Kevin and I had a paper accepted at ISSTA, a software analysis and testing conference. It's been a very interesting experience, primarily as an outsider - while we do some analysis in Dyninst it's very basic, and we are not strongly associated with the testing community. The short summary? "Software testing is hard" :)
I'll start with the keynotes (there were two of them). The first was by Laurie Hendren, who is known for her involvement in aspect-oriented Java. She spoke on testing programs written in Matlab, a numerical computation language. In short, Matlab is awful and her work primarily focused on adding such fundamentals things as, say, type checking to a language that allows on-the-fly variable creation. Interesting stuff overall. I came away with an interesting hypothesis, though - that code writers (not necessarily programmers) vastly prefer such "sloppy" languages because the language allows the writer to write faster. Realistically, time spent defining variables and interfaces, adding assertions and requirements, is time that is wasted from a "getting it done" perspective. What that extra effort does help with is solving problems - but you only solve problems after you finish writing the initial code. So my hypothesis is this: sloppy languages are popular because they allow you to complete a task faster (even if it is incorrect), and this popularity means the language becomes popular. Of course, it never works in the long term, because you eventually have to debug and without the tools we are used to debugging is hell. However, the language is still popular.
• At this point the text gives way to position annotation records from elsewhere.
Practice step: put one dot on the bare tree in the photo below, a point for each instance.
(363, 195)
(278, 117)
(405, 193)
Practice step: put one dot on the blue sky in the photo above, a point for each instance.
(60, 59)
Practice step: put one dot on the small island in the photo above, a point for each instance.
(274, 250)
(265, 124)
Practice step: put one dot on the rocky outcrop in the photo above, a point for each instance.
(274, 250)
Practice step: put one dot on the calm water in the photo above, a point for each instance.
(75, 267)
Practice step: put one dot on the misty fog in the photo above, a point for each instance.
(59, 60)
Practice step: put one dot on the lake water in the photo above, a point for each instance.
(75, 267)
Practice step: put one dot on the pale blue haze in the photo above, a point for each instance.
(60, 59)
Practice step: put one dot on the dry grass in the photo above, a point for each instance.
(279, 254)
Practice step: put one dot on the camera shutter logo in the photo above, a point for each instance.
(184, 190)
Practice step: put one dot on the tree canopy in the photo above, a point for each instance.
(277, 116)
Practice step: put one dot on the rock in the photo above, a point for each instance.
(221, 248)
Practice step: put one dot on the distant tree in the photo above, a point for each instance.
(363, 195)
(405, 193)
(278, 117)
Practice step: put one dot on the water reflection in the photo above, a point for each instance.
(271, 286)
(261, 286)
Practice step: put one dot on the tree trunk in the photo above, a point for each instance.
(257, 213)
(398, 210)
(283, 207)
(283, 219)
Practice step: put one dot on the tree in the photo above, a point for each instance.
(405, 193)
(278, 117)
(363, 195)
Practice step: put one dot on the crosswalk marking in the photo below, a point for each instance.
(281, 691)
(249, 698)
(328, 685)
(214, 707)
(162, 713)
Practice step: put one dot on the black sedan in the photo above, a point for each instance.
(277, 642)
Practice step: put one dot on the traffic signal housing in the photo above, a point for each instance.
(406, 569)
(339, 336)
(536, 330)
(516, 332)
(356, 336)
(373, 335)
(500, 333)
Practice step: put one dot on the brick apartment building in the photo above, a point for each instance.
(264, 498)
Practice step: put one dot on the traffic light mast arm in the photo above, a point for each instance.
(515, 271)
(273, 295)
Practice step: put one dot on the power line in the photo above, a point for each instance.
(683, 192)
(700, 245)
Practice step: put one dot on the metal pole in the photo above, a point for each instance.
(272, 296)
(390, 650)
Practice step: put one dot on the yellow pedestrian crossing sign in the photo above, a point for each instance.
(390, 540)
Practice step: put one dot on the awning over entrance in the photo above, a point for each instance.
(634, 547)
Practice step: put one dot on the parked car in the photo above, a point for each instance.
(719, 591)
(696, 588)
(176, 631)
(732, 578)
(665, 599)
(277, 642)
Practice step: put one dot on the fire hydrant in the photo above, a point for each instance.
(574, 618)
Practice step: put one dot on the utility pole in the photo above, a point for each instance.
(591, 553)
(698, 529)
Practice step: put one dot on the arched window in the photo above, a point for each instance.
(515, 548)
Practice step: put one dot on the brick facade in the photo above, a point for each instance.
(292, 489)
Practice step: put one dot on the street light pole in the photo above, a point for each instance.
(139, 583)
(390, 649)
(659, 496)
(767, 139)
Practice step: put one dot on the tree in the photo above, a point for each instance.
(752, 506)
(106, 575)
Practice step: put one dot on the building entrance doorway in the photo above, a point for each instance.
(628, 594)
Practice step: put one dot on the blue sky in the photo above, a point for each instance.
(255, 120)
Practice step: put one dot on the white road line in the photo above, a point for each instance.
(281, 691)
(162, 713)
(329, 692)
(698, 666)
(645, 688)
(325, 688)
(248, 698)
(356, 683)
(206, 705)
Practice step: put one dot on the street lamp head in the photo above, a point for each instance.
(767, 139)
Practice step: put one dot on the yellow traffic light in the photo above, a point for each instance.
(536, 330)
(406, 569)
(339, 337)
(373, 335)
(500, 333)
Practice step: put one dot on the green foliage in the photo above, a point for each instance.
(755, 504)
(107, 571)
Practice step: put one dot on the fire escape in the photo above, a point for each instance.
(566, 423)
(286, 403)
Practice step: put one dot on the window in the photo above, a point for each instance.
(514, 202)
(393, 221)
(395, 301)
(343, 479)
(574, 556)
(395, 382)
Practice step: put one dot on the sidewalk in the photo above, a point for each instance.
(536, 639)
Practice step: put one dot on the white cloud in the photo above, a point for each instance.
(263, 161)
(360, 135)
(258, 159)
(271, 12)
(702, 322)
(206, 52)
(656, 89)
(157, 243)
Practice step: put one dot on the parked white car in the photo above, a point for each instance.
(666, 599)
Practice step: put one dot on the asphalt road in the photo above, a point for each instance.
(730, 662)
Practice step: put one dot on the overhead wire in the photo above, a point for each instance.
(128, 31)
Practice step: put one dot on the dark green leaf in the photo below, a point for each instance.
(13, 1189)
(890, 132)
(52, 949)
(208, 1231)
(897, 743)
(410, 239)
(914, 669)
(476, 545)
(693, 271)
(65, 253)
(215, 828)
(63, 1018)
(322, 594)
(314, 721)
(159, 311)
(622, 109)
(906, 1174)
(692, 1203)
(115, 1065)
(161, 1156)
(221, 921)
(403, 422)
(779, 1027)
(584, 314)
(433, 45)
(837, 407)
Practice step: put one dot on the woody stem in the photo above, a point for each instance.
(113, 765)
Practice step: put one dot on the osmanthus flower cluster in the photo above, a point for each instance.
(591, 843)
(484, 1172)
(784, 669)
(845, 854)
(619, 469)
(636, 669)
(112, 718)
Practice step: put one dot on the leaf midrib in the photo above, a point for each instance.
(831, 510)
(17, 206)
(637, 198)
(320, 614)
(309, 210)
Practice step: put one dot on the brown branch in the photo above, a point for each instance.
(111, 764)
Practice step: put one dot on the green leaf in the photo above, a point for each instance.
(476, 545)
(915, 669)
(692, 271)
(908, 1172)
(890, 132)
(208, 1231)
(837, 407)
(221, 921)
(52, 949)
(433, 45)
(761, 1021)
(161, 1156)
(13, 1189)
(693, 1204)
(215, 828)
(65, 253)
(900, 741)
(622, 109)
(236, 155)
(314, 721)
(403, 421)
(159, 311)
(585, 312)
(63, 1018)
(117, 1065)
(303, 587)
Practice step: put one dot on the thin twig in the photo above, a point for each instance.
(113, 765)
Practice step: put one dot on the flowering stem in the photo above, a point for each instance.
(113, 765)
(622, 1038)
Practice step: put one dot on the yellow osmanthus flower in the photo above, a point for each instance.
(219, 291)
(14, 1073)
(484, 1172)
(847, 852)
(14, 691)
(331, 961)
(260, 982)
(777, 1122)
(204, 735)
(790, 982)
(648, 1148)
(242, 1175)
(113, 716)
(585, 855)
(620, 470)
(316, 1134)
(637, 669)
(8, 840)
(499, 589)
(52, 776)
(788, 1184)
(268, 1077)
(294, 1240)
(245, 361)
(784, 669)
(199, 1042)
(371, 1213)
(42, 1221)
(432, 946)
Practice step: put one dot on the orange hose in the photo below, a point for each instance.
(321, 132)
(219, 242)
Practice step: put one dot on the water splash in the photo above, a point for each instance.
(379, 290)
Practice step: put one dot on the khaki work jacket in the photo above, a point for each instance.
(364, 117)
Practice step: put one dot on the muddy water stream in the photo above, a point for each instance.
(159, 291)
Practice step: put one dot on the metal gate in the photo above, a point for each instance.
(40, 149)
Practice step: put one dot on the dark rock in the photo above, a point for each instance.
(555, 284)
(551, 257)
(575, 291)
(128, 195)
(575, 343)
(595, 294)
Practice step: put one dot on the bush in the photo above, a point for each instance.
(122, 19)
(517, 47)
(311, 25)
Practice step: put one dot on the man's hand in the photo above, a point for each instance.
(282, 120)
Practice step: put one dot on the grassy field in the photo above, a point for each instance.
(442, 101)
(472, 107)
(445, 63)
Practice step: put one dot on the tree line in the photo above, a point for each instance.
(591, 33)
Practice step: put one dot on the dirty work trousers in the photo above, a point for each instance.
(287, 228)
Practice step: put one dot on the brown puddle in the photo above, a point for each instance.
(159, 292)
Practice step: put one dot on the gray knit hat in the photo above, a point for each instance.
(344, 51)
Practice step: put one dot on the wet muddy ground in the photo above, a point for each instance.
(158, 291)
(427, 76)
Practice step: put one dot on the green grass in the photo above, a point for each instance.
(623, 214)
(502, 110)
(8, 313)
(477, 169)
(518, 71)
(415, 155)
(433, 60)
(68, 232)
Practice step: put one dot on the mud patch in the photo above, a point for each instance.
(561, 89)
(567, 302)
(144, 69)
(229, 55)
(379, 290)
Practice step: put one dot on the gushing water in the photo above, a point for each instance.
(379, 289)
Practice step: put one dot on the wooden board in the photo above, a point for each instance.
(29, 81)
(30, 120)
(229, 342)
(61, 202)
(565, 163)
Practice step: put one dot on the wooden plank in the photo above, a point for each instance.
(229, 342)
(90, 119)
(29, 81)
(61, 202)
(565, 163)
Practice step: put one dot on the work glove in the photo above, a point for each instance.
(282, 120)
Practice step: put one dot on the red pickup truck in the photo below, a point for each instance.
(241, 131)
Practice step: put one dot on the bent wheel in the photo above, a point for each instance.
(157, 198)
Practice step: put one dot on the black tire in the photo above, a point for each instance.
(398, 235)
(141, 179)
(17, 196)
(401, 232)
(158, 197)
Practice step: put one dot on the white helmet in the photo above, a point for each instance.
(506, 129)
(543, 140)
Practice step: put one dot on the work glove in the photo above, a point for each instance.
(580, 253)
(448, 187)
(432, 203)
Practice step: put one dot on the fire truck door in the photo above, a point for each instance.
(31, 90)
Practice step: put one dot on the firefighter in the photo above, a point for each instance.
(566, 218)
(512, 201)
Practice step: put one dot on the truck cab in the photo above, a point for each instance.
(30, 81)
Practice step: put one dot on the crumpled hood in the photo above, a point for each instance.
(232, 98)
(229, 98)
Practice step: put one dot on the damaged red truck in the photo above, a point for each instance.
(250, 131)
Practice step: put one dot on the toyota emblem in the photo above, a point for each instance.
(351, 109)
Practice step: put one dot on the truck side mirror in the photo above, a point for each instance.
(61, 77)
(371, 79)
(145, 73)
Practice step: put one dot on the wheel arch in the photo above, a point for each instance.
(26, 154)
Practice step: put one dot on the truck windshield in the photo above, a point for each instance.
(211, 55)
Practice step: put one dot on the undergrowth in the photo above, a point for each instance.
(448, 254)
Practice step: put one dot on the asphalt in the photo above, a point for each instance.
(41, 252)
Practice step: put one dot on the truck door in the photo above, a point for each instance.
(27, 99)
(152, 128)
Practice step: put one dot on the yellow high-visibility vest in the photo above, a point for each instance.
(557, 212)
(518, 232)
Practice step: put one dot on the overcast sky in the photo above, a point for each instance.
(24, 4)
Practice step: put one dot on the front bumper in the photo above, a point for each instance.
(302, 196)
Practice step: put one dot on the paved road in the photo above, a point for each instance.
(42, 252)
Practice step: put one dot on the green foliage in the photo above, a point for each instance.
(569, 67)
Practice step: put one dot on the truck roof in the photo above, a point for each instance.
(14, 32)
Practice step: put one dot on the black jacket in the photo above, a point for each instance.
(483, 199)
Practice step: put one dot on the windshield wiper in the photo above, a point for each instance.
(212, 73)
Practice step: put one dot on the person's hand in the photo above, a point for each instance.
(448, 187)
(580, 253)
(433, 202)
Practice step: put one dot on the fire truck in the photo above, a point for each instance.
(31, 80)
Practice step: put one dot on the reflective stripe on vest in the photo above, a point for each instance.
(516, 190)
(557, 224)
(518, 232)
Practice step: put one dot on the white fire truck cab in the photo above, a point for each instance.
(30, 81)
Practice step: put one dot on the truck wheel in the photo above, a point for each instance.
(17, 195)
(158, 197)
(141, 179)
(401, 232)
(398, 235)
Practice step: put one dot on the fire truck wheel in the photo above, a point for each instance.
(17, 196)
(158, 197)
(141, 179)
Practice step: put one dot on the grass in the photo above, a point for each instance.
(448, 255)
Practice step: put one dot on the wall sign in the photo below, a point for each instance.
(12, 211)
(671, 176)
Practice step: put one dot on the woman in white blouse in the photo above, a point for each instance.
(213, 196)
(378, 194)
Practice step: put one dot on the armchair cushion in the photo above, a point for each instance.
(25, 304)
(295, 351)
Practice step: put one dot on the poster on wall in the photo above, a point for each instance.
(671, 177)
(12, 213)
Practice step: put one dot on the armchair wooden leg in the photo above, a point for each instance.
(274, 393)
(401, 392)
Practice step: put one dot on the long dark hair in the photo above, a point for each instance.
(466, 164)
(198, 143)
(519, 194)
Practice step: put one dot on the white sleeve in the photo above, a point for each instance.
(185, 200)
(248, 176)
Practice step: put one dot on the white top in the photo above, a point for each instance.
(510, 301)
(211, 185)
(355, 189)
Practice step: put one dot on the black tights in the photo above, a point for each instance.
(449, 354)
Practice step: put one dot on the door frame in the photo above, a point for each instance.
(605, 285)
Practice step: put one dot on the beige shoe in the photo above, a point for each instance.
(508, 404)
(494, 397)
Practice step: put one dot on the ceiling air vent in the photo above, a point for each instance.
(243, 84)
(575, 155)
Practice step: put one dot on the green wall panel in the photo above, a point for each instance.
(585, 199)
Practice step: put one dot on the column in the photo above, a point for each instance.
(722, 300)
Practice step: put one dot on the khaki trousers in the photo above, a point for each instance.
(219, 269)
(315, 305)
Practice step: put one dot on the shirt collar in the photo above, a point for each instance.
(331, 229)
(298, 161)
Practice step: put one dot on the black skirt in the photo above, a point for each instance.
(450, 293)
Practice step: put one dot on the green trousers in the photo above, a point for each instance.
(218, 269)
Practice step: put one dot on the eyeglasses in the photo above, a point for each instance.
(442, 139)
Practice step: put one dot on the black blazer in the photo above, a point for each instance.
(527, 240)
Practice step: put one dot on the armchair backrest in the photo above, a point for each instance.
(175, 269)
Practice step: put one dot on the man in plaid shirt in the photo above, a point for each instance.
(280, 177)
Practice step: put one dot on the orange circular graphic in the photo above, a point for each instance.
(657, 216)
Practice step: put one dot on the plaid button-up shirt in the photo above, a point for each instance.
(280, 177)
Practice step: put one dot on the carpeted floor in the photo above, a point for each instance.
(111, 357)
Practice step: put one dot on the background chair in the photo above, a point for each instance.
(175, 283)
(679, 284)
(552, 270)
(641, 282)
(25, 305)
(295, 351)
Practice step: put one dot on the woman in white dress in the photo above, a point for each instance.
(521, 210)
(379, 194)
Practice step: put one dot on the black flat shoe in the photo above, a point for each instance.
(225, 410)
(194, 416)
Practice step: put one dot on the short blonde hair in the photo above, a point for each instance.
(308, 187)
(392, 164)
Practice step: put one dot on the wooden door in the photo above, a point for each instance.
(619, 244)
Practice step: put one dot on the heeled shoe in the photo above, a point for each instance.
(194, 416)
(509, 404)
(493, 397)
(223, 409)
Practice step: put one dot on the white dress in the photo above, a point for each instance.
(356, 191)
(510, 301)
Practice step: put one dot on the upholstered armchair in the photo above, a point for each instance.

The second keynote was by John Regehr, who focused on testing embedded systems. He primarily focused on why this was an area rich for exploration, which it is - massively distributed, low resource, and lacking good tools. Although I'm not really a testing person, it was very interesting and hopefully there will bew further exploration.
On to the talks. A great focus of testing is in trying to produce automated tests for programs, which in general rely on some amount of symbolic evaluation to try and find program inputs that will test all possible aspects of the program. Here I ran into my greatest frustration with testing and analysis - scale and applicability. I understand scale and complexity - trust me, I do, but it is still frustrating when I see good results on small Java programs when I would kill for a good tool on large C++ programs.
As I write this, the speaker is presenting a survey of using automated debugging tools with real programmers in real applications, and the result was not that great - the tools didn't match how the programmers wanted to work. The open question is this: do we need to educate developers or redesign the tools? As an Apple fan, I'm leaning towards the latter - we in the computer science field need to match our tools to what people want to use, rather than confining people in our mold.